Doch im Kabel scheuen die TV-Sender, vornehmlich die privaten, die analoge Abschaltung. In Zeiten eines schwierigen Werbemarktes kann es sich kein Sender erlauben, an Reichweite zu verlieren. So verlockend neue Einnahmequellen in der digitalen Welt auch sein mögen, die Zahl der Konkurrenten ist dort erheblich höher als im analogen Kabel, wobei der Werbekuchen allerdings seine Größe beibehält. So entstehen trotz aller Digitalisierungsbemühungen der Netzbetreiber Kapazitätsengpässe.
 
Die konkrete Folge: HDTV lässt auf sich warten, dem Kunden wird kein attraktiver Mehrwert für den Umstieg geboten, er bleibt beim analogen Kabel und die Privaten beim Konsumenten – ein Teufelskreis. Durch den Digitalisierungsvorsprung des Satelliten laufen die Kabelnetzbetreiber Gefahr, ihre Kopfstellen für eine Reanalogisierung umrüsten zu müssen, wenn aus dem All nur noch digitale Signale empfangen werden können, im Kabel aber immer noch analog ferngesehen wird.
 
Nach Aussage von Hans Hege, Direktor der Medienanstalt Berlin-Brandenburg, haben die Kabelnetzbetreiber jedoch gar kein Interesse daran, diese Situation zu vermeiden. „Aus der Sicht der Kabelnetzbetreiber ist es wirtschaftlich sinnvoller zu reanalogisieren, als digital zu gehen“, sagte Hege auf dem BLM-Forum. Eines ist sicher: Wenn sich keiner bewegt, wird es im Kabel auch dann noch analoges Fernsehen geben, wenn ARD und ZDF das zehnjährige Jubiläum des hochauflösenden Fernsehens bei den Öffentlich-Rechtlichen feiern.

Einfachste Technik

Neben Vielfalt zählen insbesondere HDTV und Produkte wie PVR-Geräte oder ein VoD-Angebot zu den attraktivsten Anreizen für einen Umstieg. Und genau hier knirscht es im Gebälk des deutschen Kabelnetzes. Das HDTV-Angebot ist mäßig, einzig Kabel BW bietet eine Handvoll HD-Sender an.
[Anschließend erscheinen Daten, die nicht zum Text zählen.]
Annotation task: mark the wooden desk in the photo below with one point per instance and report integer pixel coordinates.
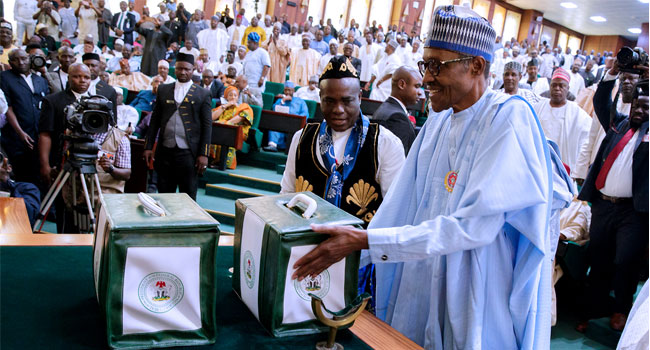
(368, 328)
(13, 216)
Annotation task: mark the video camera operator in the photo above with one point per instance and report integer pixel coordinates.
(617, 187)
(24, 92)
(114, 162)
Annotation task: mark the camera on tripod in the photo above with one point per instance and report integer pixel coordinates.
(90, 115)
(627, 58)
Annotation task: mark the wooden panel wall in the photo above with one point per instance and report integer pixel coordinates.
(600, 43)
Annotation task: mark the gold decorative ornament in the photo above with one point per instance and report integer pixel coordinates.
(302, 185)
(362, 194)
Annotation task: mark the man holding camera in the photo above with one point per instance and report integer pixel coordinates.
(24, 92)
(617, 187)
(183, 116)
(114, 162)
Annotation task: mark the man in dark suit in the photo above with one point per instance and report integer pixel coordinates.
(123, 23)
(24, 92)
(52, 125)
(392, 114)
(183, 117)
(98, 86)
(348, 49)
(617, 187)
(215, 86)
(58, 79)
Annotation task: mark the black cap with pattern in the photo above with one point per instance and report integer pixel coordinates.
(339, 67)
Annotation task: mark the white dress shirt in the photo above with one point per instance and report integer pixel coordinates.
(180, 90)
(619, 178)
(389, 151)
(28, 80)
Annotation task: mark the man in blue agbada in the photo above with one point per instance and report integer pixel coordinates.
(461, 242)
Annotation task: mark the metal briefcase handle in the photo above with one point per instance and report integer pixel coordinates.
(309, 202)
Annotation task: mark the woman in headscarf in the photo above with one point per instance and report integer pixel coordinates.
(234, 114)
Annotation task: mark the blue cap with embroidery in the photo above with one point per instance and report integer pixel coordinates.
(254, 37)
(458, 28)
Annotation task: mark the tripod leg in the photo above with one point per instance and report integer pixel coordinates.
(88, 203)
(51, 196)
(52, 188)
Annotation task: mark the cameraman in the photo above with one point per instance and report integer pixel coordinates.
(617, 187)
(24, 92)
(114, 144)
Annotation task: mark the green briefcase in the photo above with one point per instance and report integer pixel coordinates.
(269, 238)
(155, 277)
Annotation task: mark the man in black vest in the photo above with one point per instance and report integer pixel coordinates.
(182, 114)
(617, 187)
(346, 159)
(393, 114)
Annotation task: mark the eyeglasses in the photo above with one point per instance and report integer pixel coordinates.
(433, 66)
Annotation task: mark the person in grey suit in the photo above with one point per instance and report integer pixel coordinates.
(392, 114)
(183, 116)
(58, 79)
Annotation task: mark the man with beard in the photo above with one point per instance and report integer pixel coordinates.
(24, 92)
(462, 257)
(214, 40)
(511, 78)
(577, 81)
(123, 24)
(350, 151)
(97, 86)
(155, 46)
(58, 79)
(626, 83)
(183, 117)
(536, 83)
(617, 187)
(563, 121)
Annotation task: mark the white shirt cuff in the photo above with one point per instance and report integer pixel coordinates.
(382, 245)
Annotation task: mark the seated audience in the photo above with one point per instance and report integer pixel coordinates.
(311, 91)
(132, 81)
(233, 113)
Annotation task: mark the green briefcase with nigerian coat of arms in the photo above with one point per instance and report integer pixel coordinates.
(155, 276)
(269, 238)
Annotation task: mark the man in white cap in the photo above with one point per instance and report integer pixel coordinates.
(563, 121)
(382, 73)
(369, 54)
(213, 39)
(311, 91)
(163, 72)
(334, 46)
(461, 241)
(304, 63)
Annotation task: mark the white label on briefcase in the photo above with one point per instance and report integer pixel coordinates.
(329, 285)
(251, 252)
(161, 289)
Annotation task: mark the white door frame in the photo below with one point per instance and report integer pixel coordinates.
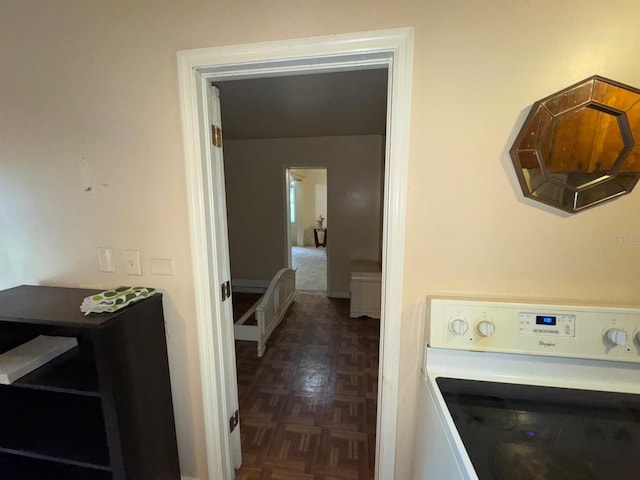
(196, 69)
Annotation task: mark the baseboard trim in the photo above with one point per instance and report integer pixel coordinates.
(243, 285)
(339, 294)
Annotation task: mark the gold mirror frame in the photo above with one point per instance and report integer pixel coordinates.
(580, 146)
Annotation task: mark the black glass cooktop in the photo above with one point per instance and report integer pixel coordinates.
(523, 432)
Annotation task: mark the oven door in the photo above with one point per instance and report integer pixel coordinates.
(525, 432)
(438, 451)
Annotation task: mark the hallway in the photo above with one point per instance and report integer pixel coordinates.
(308, 406)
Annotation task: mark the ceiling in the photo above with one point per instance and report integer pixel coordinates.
(310, 105)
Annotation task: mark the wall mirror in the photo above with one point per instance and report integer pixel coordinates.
(580, 146)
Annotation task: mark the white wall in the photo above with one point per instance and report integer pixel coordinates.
(97, 81)
(254, 171)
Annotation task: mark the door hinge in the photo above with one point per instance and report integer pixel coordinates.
(225, 289)
(216, 136)
(233, 421)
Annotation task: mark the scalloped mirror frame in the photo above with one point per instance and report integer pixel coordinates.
(580, 147)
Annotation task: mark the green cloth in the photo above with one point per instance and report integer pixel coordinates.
(113, 300)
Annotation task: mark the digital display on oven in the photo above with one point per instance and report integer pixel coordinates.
(545, 320)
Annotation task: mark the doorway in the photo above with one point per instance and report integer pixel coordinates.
(393, 48)
(308, 233)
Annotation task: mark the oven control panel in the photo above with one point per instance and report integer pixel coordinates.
(536, 323)
(590, 332)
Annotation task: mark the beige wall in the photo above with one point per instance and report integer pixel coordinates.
(255, 171)
(96, 82)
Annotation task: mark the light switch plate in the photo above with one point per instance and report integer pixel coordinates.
(132, 262)
(105, 259)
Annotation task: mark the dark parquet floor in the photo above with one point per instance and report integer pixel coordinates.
(308, 406)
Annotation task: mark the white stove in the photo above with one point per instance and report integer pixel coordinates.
(529, 391)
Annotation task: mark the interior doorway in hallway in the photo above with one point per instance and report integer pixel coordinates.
(308, 228)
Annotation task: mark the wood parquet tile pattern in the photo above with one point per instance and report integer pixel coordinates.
(308, 406)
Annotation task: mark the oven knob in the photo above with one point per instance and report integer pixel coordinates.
(615, 336)
(458, 326)
(485, 328)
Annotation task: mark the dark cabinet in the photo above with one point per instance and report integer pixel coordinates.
(101, 411)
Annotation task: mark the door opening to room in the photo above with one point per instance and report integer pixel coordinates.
(387, 49)
(308, 233)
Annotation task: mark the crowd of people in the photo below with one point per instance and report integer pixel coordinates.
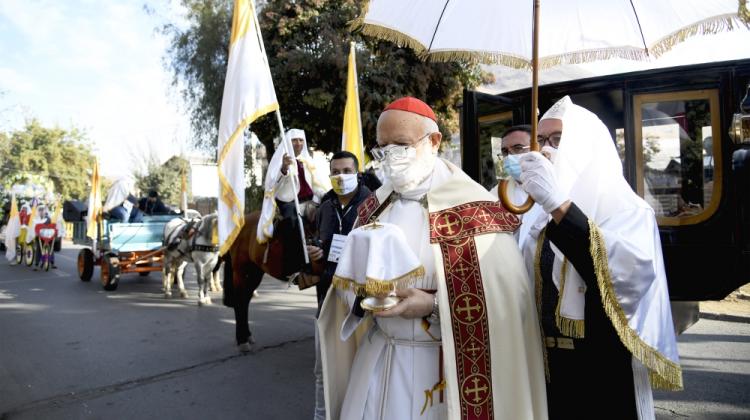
(497, 315)
(489, 314)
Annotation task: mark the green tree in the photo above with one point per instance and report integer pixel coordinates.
(165, 178)
(62, 156)
(307, 43)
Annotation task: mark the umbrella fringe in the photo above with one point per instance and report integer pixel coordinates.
(506, 60)
(578, 57)
(386, 34)
(708, 26)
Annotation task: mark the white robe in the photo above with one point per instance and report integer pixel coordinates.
(386, 369)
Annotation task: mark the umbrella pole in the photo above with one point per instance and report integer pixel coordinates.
(502, 188)
(535, 79)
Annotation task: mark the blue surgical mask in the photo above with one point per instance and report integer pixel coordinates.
(512, 166)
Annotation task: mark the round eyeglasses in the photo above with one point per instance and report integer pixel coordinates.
(395, 151)
(516, 149)
(553, 140)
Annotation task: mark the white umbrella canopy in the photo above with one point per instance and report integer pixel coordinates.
(544, 33)
(570, 31)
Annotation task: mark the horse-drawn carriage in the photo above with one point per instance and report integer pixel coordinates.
(121, 248)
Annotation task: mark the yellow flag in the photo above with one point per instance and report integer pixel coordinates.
(183, 194)
(13, 208)
(351, 136)
(95, 202)
(248, 94)
(58, 210)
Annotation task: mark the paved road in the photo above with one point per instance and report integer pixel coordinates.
(70, 350)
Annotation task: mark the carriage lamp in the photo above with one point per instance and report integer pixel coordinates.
(740, 129)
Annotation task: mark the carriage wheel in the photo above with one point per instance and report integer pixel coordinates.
(28, 254)
(85, 264)
(19, 253)
(110, 272)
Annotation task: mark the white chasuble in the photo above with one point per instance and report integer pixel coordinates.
(483, 360)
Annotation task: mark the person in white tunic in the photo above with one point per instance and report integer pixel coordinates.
(596, 258)
(464, 341)
(287, 177)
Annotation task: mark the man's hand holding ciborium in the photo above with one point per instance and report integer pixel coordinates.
(378, 265)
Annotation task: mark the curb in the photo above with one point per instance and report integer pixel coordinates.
(725, 317)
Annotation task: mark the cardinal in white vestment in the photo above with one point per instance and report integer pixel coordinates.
(464, 341)
(599, 274)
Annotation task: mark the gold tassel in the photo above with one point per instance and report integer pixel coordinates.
(569, 327)
(664, 373)
(376, 287)
(538, 295)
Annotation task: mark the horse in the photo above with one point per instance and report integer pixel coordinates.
(247, 260)
(191, 240)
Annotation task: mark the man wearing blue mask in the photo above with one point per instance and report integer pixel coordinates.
(515, 143)
(336, 216)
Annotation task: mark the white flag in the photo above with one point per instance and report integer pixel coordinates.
(248, 94)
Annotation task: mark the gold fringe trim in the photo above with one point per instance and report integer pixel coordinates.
(483, 57)
(664, 373)
(713, 25)
(567, 326)
(586, 56)
(378, 287)
(743, 13)
(538, 295)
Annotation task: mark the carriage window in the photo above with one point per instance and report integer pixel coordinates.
(620, 144)
(678, 154)
(491, 127)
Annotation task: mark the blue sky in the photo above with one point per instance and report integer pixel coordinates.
(97, 65)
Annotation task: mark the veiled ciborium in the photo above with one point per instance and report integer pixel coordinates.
(375, 262)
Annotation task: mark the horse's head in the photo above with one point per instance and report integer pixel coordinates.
(210, 229)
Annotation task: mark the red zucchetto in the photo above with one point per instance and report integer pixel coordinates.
(412, 105)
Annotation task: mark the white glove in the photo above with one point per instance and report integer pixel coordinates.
(539, 181)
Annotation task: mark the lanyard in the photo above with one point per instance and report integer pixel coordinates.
(349, 207)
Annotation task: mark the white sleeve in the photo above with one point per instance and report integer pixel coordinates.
(285, 190)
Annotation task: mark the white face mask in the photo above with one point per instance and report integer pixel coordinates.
(344, 183)
(408, 173)
(550, 152)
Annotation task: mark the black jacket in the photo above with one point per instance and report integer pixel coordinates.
(332, 219)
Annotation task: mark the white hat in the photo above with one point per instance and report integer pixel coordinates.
(376, 260)
(557, 111)
(296, 133)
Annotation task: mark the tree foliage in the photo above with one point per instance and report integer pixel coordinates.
(62, 156)
(307, 42)
(165, 178)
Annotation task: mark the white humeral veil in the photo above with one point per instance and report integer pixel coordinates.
(630, 270)
(384, 369)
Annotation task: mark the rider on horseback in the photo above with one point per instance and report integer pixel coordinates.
(309, 187)
(285, 178)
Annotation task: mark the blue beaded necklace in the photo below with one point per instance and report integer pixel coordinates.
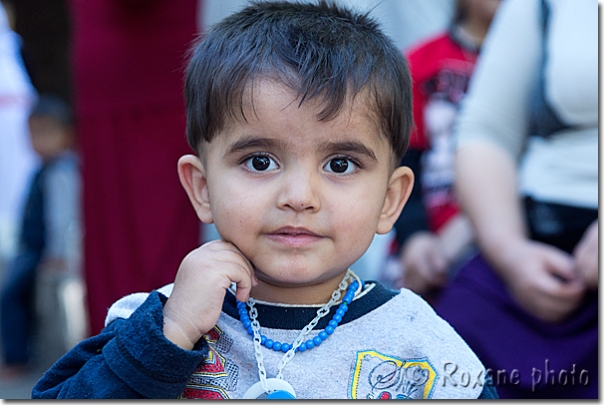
(310, 343)
(277, 388)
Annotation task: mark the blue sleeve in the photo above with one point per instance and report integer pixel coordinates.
(130, 358)
(489, 391)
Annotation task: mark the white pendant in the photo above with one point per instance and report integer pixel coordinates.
(277, 389)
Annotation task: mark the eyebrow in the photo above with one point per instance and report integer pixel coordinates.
(347, 147)
(255, 143)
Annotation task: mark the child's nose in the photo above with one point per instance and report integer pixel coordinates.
(300, 191)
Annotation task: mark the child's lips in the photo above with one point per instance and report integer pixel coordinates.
(294, 236)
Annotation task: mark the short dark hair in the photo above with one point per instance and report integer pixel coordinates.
(319, 50)
(52, 106)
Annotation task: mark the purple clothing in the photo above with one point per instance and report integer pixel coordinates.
(529, 358)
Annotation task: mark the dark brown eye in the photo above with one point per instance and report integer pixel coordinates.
(339, 165)
(260, 163)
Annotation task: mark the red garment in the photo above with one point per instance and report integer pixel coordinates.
(128, 59)
(441, 68)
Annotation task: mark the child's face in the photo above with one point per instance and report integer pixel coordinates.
(300, 198)
(48, 137)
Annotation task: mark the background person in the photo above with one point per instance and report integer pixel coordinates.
(433, 234)
(51, 211)
(527, 174)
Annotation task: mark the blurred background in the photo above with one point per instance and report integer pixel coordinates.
(118, 66)
(121, 222)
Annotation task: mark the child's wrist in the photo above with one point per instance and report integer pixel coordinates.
(174, 333)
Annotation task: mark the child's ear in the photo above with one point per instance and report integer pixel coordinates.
(193, 178)
(397, 194)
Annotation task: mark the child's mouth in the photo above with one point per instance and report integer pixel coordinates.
(294, 237)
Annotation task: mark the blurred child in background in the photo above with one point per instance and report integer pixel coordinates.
(52, 207)
(432, 232)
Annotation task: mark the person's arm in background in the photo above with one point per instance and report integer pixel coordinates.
(491, 130)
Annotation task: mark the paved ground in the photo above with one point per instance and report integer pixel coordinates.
(59, 323)
(19, 388)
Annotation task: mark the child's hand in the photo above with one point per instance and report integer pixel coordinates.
(201, 282)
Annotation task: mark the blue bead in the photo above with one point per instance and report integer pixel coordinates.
(280, 394)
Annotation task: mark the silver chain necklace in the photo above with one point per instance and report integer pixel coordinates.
(278, 385)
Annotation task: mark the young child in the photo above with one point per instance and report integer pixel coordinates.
(434, 236)
(299, 114)
(51, 210)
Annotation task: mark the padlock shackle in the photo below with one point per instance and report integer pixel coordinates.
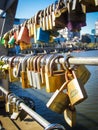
(35, 63)
(53, 61)
(31, 63)
(39, 63)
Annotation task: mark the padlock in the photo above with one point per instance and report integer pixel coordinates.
(16, 109)
(47, 19)
(29, 75)
(41, 19)
(31, 27)
(24, 77)
(38, 79)
(35, 71)
(59, 100)
(11, 40)
(23, 36)
(17, 67)
(70, 115)
(76, 91)
(50, 17)
(82, 73)
(53, 76)
(32, 72)
(42, 69)
(36, 24)
(11, 67)
(44, 20)
(9, 104)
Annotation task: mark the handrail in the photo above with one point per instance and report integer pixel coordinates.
(44, 123)
(72, 60)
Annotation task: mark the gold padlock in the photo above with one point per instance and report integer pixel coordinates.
(76, 91)
(52, 76)
(32, 71)
(39, 82)
(82, 73)
(24, 78)
(70, 115)
(59, 100)
(11, 68)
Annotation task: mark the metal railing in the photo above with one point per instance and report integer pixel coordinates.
(44, 123)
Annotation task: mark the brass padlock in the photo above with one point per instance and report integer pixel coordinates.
(39, 82)
(70, 115)
(29, 75)
(16, 109)
(24, 78)
(53, 76)
(32, 71)
(82, 73)
(35, 71)
(59, 100)
(11, 68)
(76, 90)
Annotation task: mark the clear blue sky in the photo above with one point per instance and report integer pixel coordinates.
(28, 8)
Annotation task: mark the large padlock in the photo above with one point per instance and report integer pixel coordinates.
(11, 69)
(82, 73)
(29, 75)
(70, 115)
(59, 100)
(32, 72)
(76, 90)
(9, 105)
(24, 78)
(42, 69)
(35, 75)
(52, 76)
(36, 24)
(39, 82)
(24, 34)
(16, 109)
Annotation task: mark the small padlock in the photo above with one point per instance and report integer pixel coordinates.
(29, 75)
(59, 100)
(24, 78)
(11, 68)
(16, 110)
(82, 73)
(53, 76)
(70, 115)
(38, 74)
(76, 91)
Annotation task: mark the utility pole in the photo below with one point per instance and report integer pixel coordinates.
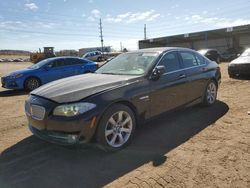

Immerhin: Unitymedia und Kabel Deutschland führen derzeit einen PVR ein und erste VoD-Dienste soll es dieses Jahr auch noch geben. Doch der Kabelkunde ist einfachste Technik gewohnt und kennt im Gegensatz zum Sat-Benutzer keine Set-Top-Boxen und Smartcards, ganz zu schweigen davon, dass an jede Antennendose im Haus eine solche Box angeschlossen werden muss. Wer ist schon bereit, dafür noch mal extra einen Kabelvertrag abzuschließen? Die Kabelnetzbetreiber kämpfen gegen ihr eigenes, gutes analoges TVProdukt. Ohnehin kommt für viele Vermieter mit dem Kabelnetzbetreiber ein völlig neuer Vertragspartner ins Haus, wenn die Kabelgebühren bislang über die Mietnebenkosten abgerechnet wurden. Die Kabelnetzbetreiber suchen den direkten Kundenkontakt. Lockangebote für den Empfang von Pay-TV, die nach Ablauf der Gratiszeit gekündigt werden müssen, erhöhen natürlich den Digitalisierungsgrad, tragen aber nicht gerade dazu bei, den Kabelnetzbetreiber bei seinen Kunden in ein positives Licht zu rücken.